The Green Mile- So many parts to this movie that make me tear up The Story of Marcus Luttrell- Those of you that were on the old boards know what i am talking about Really those two are only the tip of the iceberg, i can be quite the weepy bitch at times.
I will say at the end of Band of Brothers I might just happen to catch the wrong ways of the sun and shed a tear. The actions and what those men went through simply cannot be placed into words.
I know this is for film but I really don't care, this was what jumped into my head immediately, and its from sports. After Detroit won the Stanley Cup in 1997, one of their players was in a limo crash which left him in a wheelchair with brain damage. This was their celebration a year later when they repeated. at 7:39 onwards, and especially at 8:55.
After a quick look through I don't think this has been posted. It is Jimmy Stewart reciting a poem called "My dog Beau" and it will rip your heart out if you have ever had a dog die.

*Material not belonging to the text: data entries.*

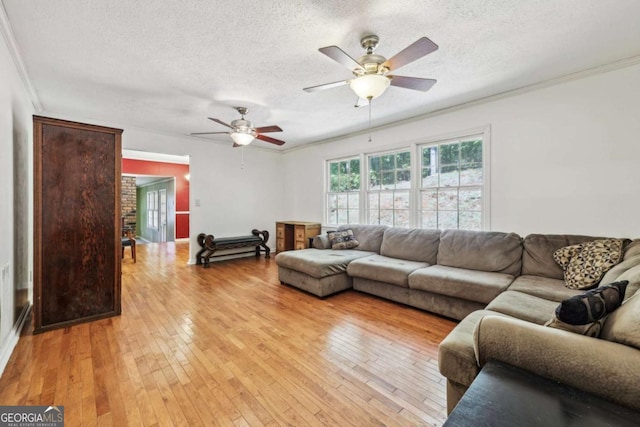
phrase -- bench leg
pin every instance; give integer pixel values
(267, 250)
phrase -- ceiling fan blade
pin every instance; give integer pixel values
(267, 129)
(361, 102)
(341, 57)
(269, 139)
(421, 47)
(221, 122)
(415, 83)
(326, 86)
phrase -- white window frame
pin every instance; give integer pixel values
(483, 186)
(390, 191)
(415, 148)
(329, 194)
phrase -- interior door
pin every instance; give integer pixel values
(162, 194)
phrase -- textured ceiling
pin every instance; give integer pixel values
(168, 65)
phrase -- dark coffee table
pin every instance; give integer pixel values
(503, 395)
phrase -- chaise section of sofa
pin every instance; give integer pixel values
(323, 271)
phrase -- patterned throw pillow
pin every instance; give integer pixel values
(343, 239)
(585, 264)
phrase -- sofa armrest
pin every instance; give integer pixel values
(600, 367)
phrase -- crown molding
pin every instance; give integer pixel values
(12, 47)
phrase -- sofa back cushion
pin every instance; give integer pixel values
(537, 258)
(369, 237)
(411, 244)
(621, 326)
(481, 250)
(628, 269)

Don't know if anyone here has seen the movie but if you haven't seen "The Boy in the Striped Pajamas", it will get you. Being that I have been raised Jewish and have been to both the Holocaust Museum in Washington D.C. and the Holocaust Memorial in Israel I am a little bit desensitized to the subject matter but it is still a little overwhelming. This is the trailer for the movie, if you get a chance I'd recommend watching it.